Abstract
Background:
In recent decades, reducing the size of the drug delivery systems along with precise control of the amount of drug pumped, has attracted the attention of many researchers.Objectives:
The slow subcutaneous infusion of the deferoxamine in thalassemia major patients during day is of vital importance either for the drug effectiveness. However, this is difficult to achieve due to the large size of the conventional infusion pumps and their high weight. Therefore, size and weight reduction of the infusion pumps are very important issues that must be well addressed.Methods:
A biomedical micropump for drug solution infusion to human body based on the magnetohydrodynamic (MHD) concept is and designed, and its performance experimentally is investigated in this research. The key challenge in the fabrication of the micropump is its size, weight, bubble generation, and high operating voltage.Results:
The present design is well responded to these problems. The final design operates with a 1.2 v without any bubble generation, while its size and weight are 20 × 40 × 50 mm3 and 90 grams, respectively. The size of the micropump is about 1/3 size of conventional micropump, while its weight is half of them.Conclusions:
Therefore, the newly designed micropump has the ability to inject the drug solution to thalassemia major patients with a sufficient infusion rate during the day without disturbing them, so it can increase their quality of life and increase their life expectancy.Keywords
Drug Delivery System Subcutaneous Infusion Magnetohydrodynamic Micropump Thalassemia Major
1. Background
Thalassemia is a hereditary blood disorder that over 300 million people of South Asian, Middle East, and African descent are affected (1).
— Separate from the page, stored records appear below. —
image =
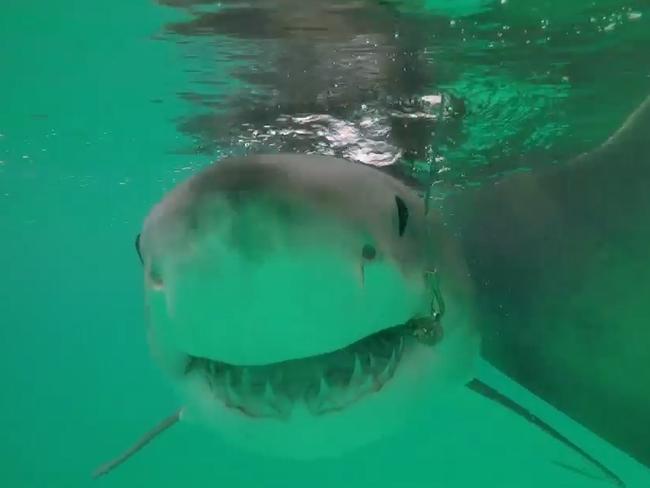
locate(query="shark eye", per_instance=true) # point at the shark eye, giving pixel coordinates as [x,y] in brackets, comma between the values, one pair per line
[368,252]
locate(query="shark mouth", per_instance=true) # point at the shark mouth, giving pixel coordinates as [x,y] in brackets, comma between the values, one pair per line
[324,383]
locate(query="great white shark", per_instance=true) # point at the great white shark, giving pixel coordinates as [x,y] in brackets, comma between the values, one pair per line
[290,297]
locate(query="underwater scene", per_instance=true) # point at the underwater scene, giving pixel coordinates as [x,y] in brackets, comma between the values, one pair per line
[325,243]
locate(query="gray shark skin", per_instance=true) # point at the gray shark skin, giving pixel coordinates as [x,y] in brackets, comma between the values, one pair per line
[524,230]
[560,260]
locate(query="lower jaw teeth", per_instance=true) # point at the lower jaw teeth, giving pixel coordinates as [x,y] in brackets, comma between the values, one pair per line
[323,384]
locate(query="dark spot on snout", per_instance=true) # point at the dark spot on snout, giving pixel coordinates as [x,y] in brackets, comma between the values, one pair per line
[368,252]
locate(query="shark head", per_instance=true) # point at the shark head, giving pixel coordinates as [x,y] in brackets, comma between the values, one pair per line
[286,297]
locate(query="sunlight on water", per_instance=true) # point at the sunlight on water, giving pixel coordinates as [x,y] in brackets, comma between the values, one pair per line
[105,107]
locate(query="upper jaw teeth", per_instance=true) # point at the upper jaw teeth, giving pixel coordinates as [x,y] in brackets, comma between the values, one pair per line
[323,383]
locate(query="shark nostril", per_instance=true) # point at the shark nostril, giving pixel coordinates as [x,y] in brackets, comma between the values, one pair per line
[368,252]
[156,280]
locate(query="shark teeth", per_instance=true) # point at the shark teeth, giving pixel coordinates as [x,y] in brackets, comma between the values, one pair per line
[388,371]
[323,383]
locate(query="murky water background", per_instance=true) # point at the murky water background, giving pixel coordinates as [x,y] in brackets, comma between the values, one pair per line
[105,106]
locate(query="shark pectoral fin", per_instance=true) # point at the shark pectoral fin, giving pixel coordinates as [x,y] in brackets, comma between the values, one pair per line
[490,393]
[157,430]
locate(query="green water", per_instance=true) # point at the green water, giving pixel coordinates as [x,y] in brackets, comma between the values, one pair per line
[90,138]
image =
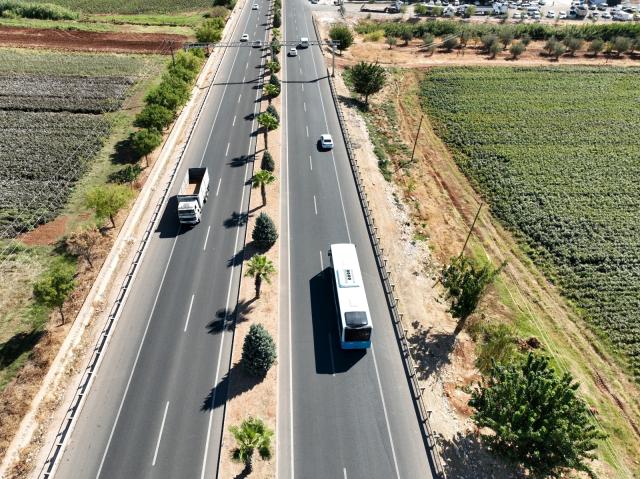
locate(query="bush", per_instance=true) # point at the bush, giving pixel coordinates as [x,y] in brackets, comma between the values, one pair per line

Regular blood transfusions are necessary for long-term survival of thalassemia major patients. The iron overload due to chronic blood transfusion adversely affects the function of the heart, liver, and other organs. Iron chelating agents such as deferoxamine, deferasirox, and deferiprone are used to decrease tissue iron concentration (2). The chelation therapy with deferoxamine needs a continuous subcutaneous infusion. The longer infusion period causes fewer side effects and can be more efficient. However, the size and weight of conventional infusion pump (about 25 × 55 × 165 mm3 and 200 grams see Figure 1 for instance) make it difficult for the thalassemia patients to use daily in the long term. Therefore, designing a novel infusion pump with considering reduction on the size and weight is very important to reduce the burden for thalassemia patients. This can allow long-term infusions during the day and night, which ultimately leads to increased quality as well as longer patient life due to the level of the drug in the blood remaining in the therapeutic window during the day.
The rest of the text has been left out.